Few people are still visiting the vicinity of Pretoria hospital to show their love to the freedom fighter
Large portraits of Mandela's pictures are now adorning tree tops and street lamps and the hospital perimeter wall. There's also a huge tribute wall where thousands of messages of support have been posted by well-wishers.
David Rees Jones is a tourist from the United Kingdom. He was among the visitors to the tribute wall, together with his wife, daughter, son and niece.
"We just wanted to come and pay our respects to Nelson Mandela, you know he's an incredible statesman and he did so much for South Africa," Jones said. "He's an inspiration for all people around the world. He's an old man but everyone still wishes him the best," Jones added.
We are not leaving this place
Major international and local media houses are still maintaining a presence, although nothing much is happening. A cameraman for a local television station, Clement Mantase, has been keeping watch at the entrance to the hospital from across the street for about four weeks. He says there hasn't been much activity lately.
"It's been quiet for the past two weeks or so. On average, we'll see one family, or two, coming to visit the hospital and we never get information from inside," Mantase explained.
Andrew Jaguna is a cameraman for the Associated Press Television. He has been stationed near the hospital since June, with only returning to his home base in Nairobi, Kenya, for a few days break.
"I haven't filed a single picture for the last two weeks, reason being that not much information is coming. Family visits have become rare. We only see the wife, Graca Machel.
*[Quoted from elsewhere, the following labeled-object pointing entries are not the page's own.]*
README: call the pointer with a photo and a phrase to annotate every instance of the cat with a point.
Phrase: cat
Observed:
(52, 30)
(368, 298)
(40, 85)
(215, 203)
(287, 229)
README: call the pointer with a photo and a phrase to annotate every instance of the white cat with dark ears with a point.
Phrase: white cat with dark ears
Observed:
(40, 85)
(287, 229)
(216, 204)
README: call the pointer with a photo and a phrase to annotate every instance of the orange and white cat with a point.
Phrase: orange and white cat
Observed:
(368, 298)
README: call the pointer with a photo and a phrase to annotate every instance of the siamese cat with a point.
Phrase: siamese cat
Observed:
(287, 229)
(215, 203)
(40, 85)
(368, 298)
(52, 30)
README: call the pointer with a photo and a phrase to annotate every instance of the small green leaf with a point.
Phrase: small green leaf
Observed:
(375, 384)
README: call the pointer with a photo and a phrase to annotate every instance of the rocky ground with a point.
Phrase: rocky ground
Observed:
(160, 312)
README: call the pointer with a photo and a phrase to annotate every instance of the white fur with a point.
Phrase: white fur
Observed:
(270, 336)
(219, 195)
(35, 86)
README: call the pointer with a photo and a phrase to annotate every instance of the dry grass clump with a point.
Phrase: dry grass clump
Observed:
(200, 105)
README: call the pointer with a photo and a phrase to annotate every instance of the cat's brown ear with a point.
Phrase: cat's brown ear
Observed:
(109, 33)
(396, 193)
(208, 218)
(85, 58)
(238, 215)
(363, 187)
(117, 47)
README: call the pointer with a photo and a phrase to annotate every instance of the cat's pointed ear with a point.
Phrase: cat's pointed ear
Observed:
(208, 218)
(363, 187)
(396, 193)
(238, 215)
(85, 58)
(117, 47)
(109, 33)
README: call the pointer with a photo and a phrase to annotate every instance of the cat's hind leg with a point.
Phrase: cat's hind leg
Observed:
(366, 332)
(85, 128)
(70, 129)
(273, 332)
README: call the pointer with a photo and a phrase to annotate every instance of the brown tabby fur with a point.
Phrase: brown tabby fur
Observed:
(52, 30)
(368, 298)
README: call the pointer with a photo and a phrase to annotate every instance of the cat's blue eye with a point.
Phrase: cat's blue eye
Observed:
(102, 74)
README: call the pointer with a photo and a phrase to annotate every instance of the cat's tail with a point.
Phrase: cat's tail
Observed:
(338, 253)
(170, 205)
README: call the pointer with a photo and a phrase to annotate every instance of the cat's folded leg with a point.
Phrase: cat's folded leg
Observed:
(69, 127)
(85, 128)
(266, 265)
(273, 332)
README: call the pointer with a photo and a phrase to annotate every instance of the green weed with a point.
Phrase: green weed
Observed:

She is always here and the eldest daughter comes once in a while," Jaguna noted.
A young BBC television reporter, Sullefene Lolwane, says despite the drastic drop in the number of people visiting the tribute wall, they are not planning to leave.
"We'll be here until something happens. Yeah, we'll maintain it. Each day someone different will come and just monitor everything," Lolwane insisted.
A street photographer, Sabelo Makena, who set up business near the tribute wall three weeks ago, is also now finding that fewer people are visiting the area. He had been very busy photographing visitors to the tribute wall but for the past week there has only been a trickle of people.
"For the first two weeks I have done a lot of money, but since last week from Thursday till now there's no business here," said Makena.
Security is still very tight and neither unofficial visitors nor media people are allowed into the hospital grounds. Last Friday, the South African government said Mandela was still critical but showing signs of improvement.